Miss Bingley sorella di Mr Bingley è falsa e manipolatrice. Mrs Bennet è un dilagare di impresentabile grossolanità. Lydia è scema in modo invincibile. Jane Bennet, la sorella maggiore, è piena di virtù, emana benevolenza e non un bruscolo di malanimo offusca il suo carattere ma se non fosse stato per Elizabeth avrebbe trascorso l’intera sua esistenza in lutto per un amore che non aveva avuto l’ardire di far trapelare nemmeno con un rossore prudente, di quelli che calano regolarmente sulle guance di tutte le altre fanciulle del romanzo.

Fosse oggi la si manderebbe a un corso di autostima e motivazione. Rimane Elizabeth che certo la narratrice onnisciente del romanzo ama molto e il punto di vista interno è quasi sempre il suo. È acuta, e se prendiamo per vero che «nessuna donna può dirsi realmente colta se non sorpassa di varie lunghezze la misura comune» (90), è certo colta, nel senso che legge libri e anche le interessa davvero il mondo che la circonda e cerca di capirlo. Ma di Mr Wickham non capisce niente e si lascia raggirare tanto quanto e nemmeno del suo bel Mr Darcy.

In effetti suona molto sincera la sua espressione quando accetta l’invito della zia a viaggiare con lei in estate: «Che piacere! Che felicità! Addio delusioni e malinconie. Che cosa sono gli uomini di fronte alle rocce, alle montagne? (..) E quando faremo ritorno, non saremo come gli altri viaggiatori che non sono in grado di dare un’esatta idea di quello che hanno visto. Noi sapremo dove siamo state; descriveremo i luoghi visitati» (194).
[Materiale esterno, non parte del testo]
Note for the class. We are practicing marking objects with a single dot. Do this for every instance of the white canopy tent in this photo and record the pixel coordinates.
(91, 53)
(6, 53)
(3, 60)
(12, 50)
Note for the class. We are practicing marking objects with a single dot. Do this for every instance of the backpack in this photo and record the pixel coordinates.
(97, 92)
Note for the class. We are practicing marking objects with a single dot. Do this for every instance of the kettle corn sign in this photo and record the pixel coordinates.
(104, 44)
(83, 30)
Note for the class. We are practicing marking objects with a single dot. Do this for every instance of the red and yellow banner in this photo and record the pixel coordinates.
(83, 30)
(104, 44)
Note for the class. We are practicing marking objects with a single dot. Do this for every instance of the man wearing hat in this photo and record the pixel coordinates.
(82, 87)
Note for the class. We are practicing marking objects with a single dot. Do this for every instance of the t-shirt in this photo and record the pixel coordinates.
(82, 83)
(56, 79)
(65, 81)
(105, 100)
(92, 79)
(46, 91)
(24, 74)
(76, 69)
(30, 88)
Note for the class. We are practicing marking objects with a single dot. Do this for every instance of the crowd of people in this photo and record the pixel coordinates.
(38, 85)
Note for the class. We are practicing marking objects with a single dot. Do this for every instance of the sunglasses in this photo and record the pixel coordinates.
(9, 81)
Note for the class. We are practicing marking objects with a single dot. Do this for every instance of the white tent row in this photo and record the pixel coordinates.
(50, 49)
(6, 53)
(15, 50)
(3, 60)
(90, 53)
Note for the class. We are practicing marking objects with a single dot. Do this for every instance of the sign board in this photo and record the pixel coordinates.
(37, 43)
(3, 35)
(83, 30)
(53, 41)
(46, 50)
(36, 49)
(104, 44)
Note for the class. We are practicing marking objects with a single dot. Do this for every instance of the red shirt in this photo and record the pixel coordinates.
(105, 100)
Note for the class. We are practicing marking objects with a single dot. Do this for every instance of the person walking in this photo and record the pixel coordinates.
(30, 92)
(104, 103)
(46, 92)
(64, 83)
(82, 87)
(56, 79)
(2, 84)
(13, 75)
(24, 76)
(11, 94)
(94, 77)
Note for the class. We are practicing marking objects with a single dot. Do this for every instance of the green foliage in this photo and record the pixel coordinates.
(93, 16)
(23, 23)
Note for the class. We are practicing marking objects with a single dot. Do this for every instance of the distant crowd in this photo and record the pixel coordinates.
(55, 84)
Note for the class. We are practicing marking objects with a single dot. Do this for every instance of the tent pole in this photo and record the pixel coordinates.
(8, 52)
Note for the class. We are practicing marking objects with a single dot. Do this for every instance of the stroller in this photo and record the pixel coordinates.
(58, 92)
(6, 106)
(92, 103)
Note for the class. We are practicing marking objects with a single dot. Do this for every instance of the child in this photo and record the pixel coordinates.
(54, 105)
Poi però accetta senza tante cerimonie il cambiamento fulmineo di Mr Darcy e si sposa come le altre, probabilmente più felice delle altre, perché forse lei ha «scelto» di fare quello che era necessario per i tempi e la convenienza, o forse perché l’intelligenza le consente l’ironia, che salva sia dal malumore sia dalla malinconia.

Romanzo incantevole. Moderna con misura, questa Miss Austen che parla la lingua schietta di Elizabeth e forse in lei mette un qualche desiderio e ci fa divertire ogni volta della ridicolissima serietà con cui ogni epoca pretende di essere lei sola assolutamente vera e giusta. E ci lascia il piacere di una ricetta piccola e chissà universale: un po’ di pene d’amore sparse qua e là e poi, eccola, la felicità.